Selling might not be a good idea

Graham Jaehnig/Daily Mining Gazette The Houghton County Marina building recently received upgrades, making the bathrooms and showers ADA compliant, as well as a new roof.

Editor’s note: This is the latest in our series on the future of several properties owned by Houghton County.

HOUGHTON – The Houghton County Marina is one of five properties the County-Held Properties Committee is studying to determine value and whether it would be beneficial to sell.

While some county residents have suggested some of the properties should be soldto fund a new jail,

Committee member and Commissioner Trustee Glenn Anderson said he has no interest in selling any of the county-owned properties.
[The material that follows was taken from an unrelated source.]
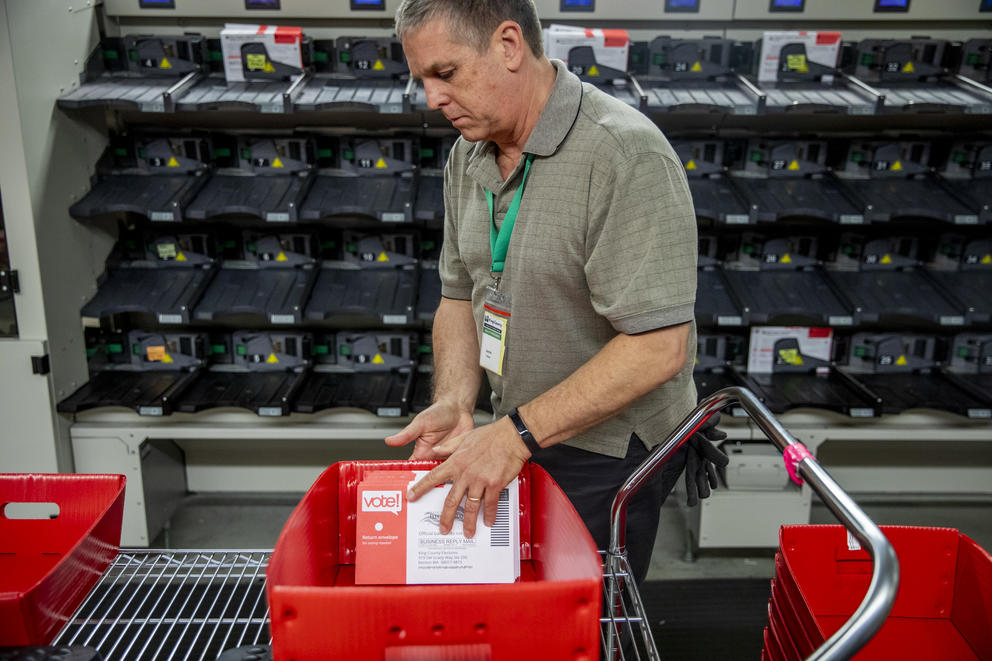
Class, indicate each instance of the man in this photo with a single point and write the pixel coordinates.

In discussing the marina, Anderson said is not sure the county would even break even if it was sold.

Anderson said the Waterways Commission of the Dept. of Natural Resources (DNR) has funded substantial capital toward the marinas since the early 1960s. If the facility was sold, that money would have to be paid back.

“So if that property ever was sold,” he said, “we would have to pay off all the grants that were were funded by the DNR.”
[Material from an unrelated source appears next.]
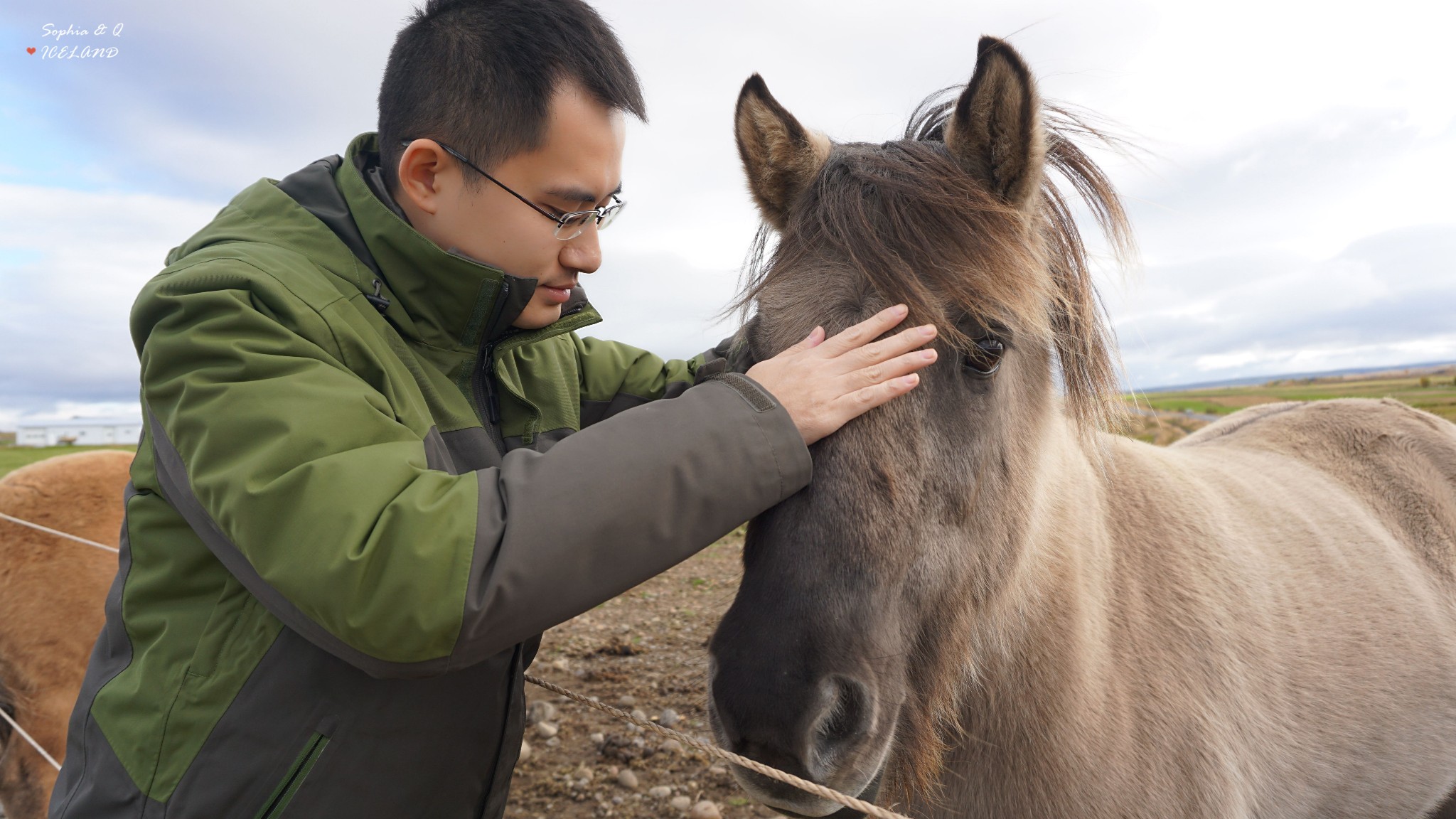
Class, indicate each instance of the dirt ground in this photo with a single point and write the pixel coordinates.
(644, 651)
The grants go back so far, Anderson said, the DNR does not have a current list.

Recently, he said, the county received $468,500 in grants from the last two grant cycles.

Anderson said he estimates that the county would have to pay back between $2.5 to $3 million dollars should the county sell the marina.

Additionally, he said, anyone purchasing the facility would have to abide by the DNR’s rates from transient and summer rentals for the next 20 years.

Considering the circumstances, Anderson said, his guess is the value of the property is equal to or less than the commitment the county would have to pay. “So that one might cost us money to get rid of,” he said.

On the plus side, with the marina’s cashflow, the facility does not cost the taxpayers anything.

The county does occasionally invest capital in the facility. This year, all-season windows were installed in the area of the marina, said Anderson, “where people can hang out so that sail boaters that come in (from) the weather or boaters that come in bad weather have a place to get out of the weather.”

There are several factors to consider in determining whether the county would profit from selling the marina.

“So as we were just talking, as we talked before,” Anderson said, “if the property was sold, and we actually could get the money to pay off all of the state grants going the back to the 1960s, and if somebody were to buy that and would honor the 20-year commitment of rent, I guess that wouldn’t be necessarily bad for the county – if you could find an investor that would pay that kind of money.”